Some thoughts on whiteness and trans genre (ie writing and authorship)...(thread)
I was mulling over Preciado’s astonishing claim in An Apartment on Venus that “sex change and migration” are the signature “crossings” that undermine contemporary citizenship...
...and part of the objection to this claim might be that the way it aims to link race and transness—through the “and”—does the opposite. It separates them as discrete, equivalent matters...
...so that who disappears is the trans migrant, so often a poor, brown trans woman, who cannot deploy “crossing” in the cool trans way that Preciado claims for himself.
And so I think “trans” is actually the category that covers over the undisclosed inter-racial relation of Preciado to the unimaginable trans woman of color migrant.

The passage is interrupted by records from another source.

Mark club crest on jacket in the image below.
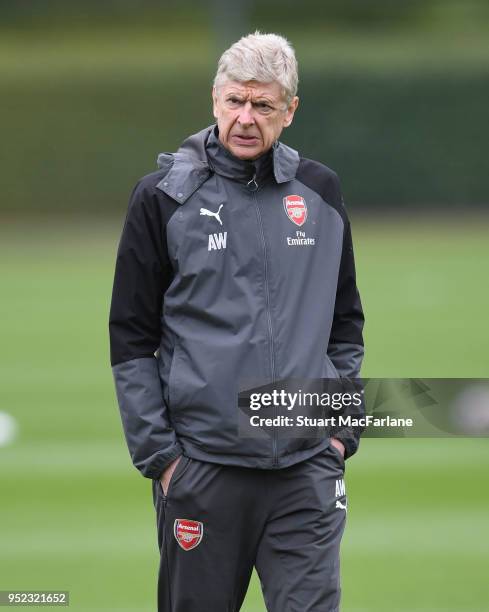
[173,519,204,550]
[284,195,307,227]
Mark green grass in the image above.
[0,218,489,612]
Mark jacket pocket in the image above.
[158,455,190,500]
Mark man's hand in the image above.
[331,438,345,458]
[160,455,182,497]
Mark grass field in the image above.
[0,215,489,612]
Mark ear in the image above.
[283,96,299,127]
[211,87,217,119]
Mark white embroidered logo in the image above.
[207,232,228,251]
[200,204,224,225]
[335,478,346,497]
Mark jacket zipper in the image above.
[247,174,278,466]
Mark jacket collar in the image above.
[156,125,299,204]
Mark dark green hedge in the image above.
[0,67,489,212]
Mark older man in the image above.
[110,33,363,612]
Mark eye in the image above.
[226,96,241,108]
[255,102,273,115]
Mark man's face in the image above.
[212,81,299,160]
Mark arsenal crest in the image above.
[284,196,307,227]
[173,519,204,550]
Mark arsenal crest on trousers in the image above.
[173,519,204,550]
[284,195,307,227]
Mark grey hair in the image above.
[214,31,299,106]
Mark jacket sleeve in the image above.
[328,179,365,458]
[109,180,182,479]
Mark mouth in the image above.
[231,134,259,147]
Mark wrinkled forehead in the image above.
[218,80,285,102]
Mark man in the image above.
[110,33,363,612]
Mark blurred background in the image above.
[0,0,489,612]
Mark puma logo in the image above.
[200,204,224,225]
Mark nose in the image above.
[238,101,255,126]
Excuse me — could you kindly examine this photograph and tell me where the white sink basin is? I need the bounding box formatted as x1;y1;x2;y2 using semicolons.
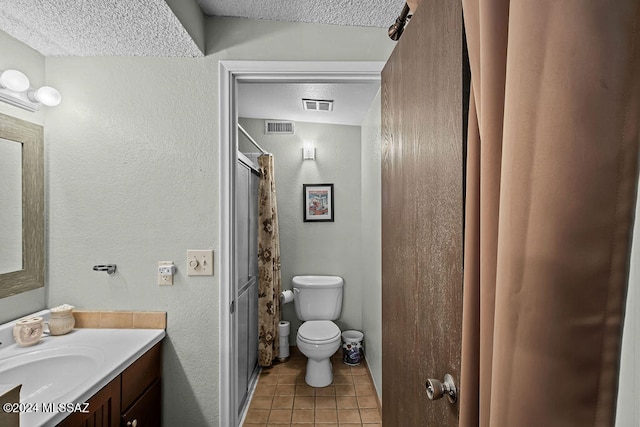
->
0;310;165;427
0;345;104;403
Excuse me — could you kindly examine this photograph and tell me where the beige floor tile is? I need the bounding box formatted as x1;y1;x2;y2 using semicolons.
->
244;409;269;423
243;352;382;427
360;409;382;423
352;375;371;384
335;385;356;396
336;396;358;409
296;384;316;396
275;384;296;396
338;409;360;424
280;363;304;375
291;409;315;424
271;396;293;409
358;396;378;409
249;396;273;409
269;409;293;424
356;384;375;396
293;394;316;409
258;372;278;385
351;365;367;375
333;371;353;385
278;374;298;384
316;396;336;409
253;382;276;396
316;409;338;424
316;385;336;396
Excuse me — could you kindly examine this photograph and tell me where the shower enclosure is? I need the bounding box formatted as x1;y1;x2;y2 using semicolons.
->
232;153;259;415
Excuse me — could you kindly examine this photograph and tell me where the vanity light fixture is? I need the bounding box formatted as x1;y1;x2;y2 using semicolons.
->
0;70;62;112
0;70;30;92
302;139;316;160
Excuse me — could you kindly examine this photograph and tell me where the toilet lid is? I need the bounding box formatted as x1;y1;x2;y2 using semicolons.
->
298;320;340;341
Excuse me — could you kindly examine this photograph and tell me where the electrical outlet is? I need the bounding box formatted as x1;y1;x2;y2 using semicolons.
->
158;261;176;286
187;249;213;276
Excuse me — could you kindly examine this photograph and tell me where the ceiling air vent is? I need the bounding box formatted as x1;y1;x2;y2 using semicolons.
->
302;98;333;111
264;120;295;134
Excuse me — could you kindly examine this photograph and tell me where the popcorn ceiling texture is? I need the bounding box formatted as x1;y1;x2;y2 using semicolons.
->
0;0;203;57
198;0;405;28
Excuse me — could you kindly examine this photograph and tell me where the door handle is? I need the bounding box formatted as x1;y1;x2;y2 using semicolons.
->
426;374;458;403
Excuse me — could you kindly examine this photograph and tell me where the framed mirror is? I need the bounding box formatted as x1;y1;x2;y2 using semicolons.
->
0;114;44;298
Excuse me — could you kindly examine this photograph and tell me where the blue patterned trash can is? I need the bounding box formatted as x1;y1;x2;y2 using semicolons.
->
342;331;364;366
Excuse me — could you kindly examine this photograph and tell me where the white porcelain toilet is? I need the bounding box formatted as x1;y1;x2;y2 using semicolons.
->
292;276;344;387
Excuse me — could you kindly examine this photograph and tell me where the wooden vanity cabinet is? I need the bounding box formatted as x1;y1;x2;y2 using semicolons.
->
58;343;162;427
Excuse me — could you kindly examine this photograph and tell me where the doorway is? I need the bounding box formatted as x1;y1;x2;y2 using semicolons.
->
219;61;384;426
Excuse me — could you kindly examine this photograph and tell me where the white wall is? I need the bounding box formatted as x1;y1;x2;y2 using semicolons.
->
0;31;46;323
360;91;382;397
41;18;394;427
240;119;363;338
616;180;640;427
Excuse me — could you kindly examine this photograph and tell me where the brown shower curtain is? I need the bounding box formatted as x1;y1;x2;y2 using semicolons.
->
258;154;281;366
460;0;640;427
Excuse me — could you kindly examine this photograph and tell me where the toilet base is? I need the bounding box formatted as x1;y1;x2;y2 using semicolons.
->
304;358;333;387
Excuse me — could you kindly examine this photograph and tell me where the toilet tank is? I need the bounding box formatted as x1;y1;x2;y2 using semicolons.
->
292;276;344;321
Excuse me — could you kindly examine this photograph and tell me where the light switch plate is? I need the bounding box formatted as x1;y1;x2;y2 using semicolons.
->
187;249;213;276
158;261;175;286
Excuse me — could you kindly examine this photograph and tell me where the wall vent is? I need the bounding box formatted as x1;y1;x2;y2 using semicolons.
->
302;98;333;111
264;120;295;134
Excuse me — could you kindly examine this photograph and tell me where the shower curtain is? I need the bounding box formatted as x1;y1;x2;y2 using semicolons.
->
258;154;281;366
460;0;640;427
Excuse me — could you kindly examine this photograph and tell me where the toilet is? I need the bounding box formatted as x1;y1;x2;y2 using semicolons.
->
292;276;344;387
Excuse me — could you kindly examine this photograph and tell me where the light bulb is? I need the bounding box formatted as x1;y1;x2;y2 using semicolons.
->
0;70;29;92
29;86;62;107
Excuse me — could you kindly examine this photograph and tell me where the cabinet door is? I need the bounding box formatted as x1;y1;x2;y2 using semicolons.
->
58;375;120;427
122;379;162;427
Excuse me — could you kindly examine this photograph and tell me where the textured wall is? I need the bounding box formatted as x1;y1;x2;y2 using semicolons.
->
360;92;382;396
240;119;362;338
616;183;640;427
45;18;393;427
0;31;46;323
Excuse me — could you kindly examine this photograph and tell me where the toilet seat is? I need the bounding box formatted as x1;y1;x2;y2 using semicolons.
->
298;320;340;345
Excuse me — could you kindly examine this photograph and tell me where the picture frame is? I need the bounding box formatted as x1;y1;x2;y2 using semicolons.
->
302;184;334;222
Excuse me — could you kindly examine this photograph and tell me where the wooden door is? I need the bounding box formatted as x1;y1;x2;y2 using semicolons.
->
382;1;469;427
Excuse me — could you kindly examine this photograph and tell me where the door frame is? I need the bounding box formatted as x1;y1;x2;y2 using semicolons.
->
218;60;385;426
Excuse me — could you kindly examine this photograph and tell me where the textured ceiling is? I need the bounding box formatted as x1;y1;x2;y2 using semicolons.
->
238;81;380;126
0;0;404;57
198;0;405;28
0;0;202;56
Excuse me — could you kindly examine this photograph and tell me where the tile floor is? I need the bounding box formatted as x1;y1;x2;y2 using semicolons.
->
243;347;382;427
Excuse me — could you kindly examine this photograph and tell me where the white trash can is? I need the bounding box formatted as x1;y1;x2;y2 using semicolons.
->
342;331;364;366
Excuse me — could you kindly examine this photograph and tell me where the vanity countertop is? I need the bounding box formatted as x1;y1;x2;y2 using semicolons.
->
0;312;165;426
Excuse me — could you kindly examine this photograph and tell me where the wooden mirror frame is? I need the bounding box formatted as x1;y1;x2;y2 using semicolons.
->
0;114;44;298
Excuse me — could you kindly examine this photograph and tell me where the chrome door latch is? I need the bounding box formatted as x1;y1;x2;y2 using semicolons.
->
426;374;458;403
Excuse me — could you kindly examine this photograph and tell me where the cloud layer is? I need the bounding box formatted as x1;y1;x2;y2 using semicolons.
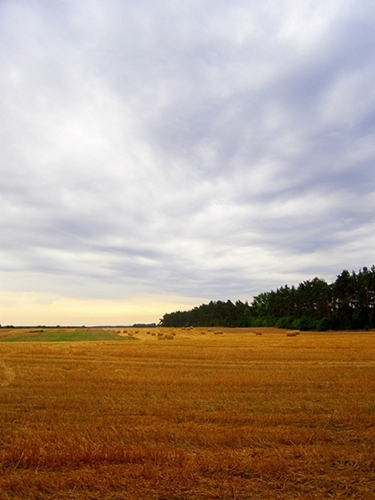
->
0;0;375;323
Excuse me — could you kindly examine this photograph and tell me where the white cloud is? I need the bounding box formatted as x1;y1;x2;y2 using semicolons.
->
0;0;375;323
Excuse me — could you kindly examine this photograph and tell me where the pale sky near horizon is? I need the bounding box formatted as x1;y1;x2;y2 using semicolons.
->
0;0;375;325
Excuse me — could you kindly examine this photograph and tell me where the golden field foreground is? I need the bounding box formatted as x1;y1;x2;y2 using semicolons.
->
0;328;375;500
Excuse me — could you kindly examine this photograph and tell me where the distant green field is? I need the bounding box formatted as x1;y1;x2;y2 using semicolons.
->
0;328;135;342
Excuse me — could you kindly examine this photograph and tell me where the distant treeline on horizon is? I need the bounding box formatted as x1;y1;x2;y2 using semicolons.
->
159;265;375;331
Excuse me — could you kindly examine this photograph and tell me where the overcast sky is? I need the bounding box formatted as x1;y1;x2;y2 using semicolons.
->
0;0;375;325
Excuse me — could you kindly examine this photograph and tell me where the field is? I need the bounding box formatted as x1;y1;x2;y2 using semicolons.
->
0;328;375;500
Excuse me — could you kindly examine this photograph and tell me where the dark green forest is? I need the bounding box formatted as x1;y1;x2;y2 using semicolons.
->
160;266;375;331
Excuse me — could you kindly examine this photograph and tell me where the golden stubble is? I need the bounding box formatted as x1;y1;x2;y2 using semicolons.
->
0;328;375;500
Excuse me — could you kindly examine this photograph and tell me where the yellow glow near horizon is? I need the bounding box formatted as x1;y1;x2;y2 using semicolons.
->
0;292;200;326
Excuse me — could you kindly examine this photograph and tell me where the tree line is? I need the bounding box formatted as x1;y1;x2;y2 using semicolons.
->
159;266;375;331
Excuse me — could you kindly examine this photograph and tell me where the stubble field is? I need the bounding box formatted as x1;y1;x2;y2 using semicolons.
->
0;328;375;500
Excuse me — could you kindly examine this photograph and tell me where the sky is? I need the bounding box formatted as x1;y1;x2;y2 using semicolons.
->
0;0;375;325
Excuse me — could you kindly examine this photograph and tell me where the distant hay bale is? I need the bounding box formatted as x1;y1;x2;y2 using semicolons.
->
286;330;300;337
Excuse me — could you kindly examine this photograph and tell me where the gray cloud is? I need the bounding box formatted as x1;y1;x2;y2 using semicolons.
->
0;0;375;322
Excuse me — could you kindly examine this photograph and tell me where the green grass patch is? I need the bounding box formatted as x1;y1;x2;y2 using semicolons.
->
0;328;136;342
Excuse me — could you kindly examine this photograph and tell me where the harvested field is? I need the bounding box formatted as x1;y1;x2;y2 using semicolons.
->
0;328;375;500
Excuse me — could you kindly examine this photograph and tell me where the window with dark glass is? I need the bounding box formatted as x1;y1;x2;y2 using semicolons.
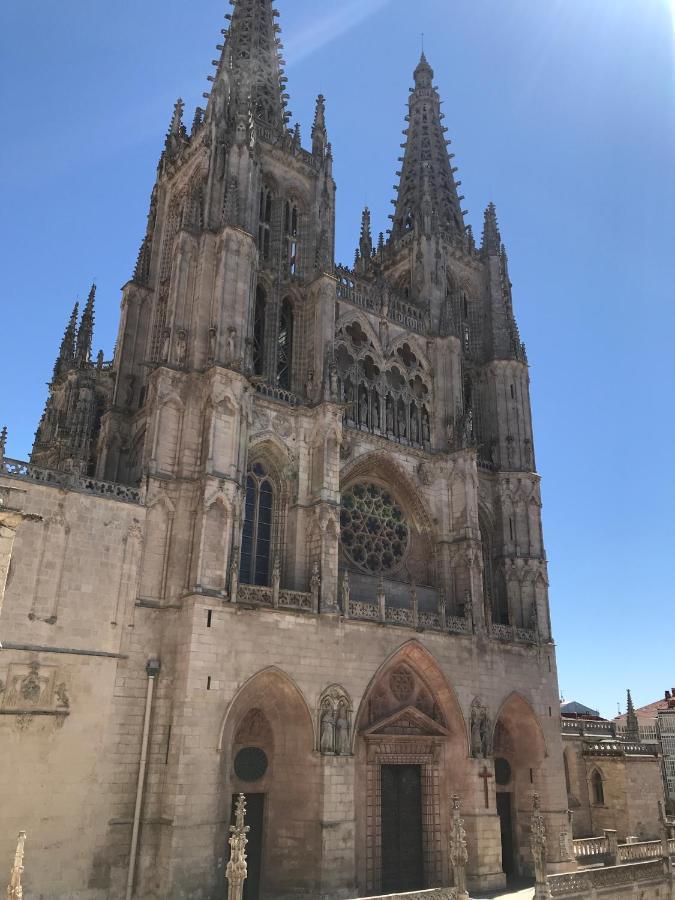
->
253;287;267;375
258;188;272;260
277;300;293;391
239;463;274;586
284;201;300;275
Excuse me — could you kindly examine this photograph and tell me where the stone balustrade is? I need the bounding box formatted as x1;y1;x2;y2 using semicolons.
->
0;457;144;503
548;859;671;900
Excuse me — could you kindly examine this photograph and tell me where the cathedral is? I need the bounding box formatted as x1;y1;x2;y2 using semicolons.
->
0;0;573;900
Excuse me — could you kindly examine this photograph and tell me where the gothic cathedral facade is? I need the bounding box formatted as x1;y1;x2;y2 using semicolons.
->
0;0;570;900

And that this object lesson broadens as follows: trans is a genre of disavowal in many cases of a racial haunting of the author, given that the modern genealogy of the category is assumed to be sexological, colonial, and white-autobiographical.
I can’t hype enough @cawkward_rich’s call to consider what other textual genealogies there are for trans than the white colonial, sexological one. Genealogies that would arrive elsewhere than trans as a white thing that has to find its racialized other,
because it seems like to avoid erasing the trans woman of color, so much trans writing instead idealizes her to reveal the constructedness of the white trans author, especially when he’s masc...
...thinking here of the brilliant discussion of this at the end of semester merting in @graceelavery’s seminar, with @daniel_m_lavery and @jordy_rosenberg.
I wonder what “trans” writing or genre would look like if it didn’t have to start with its whitened, colonial-sexological-autobiographical mode and THEN establish a relation to racialized subjects...
...in other words, how would a pluralized, trans of color ground for trans genres disrupt this very problem and proliferate beyond trans as it is currently being marketed and consumed?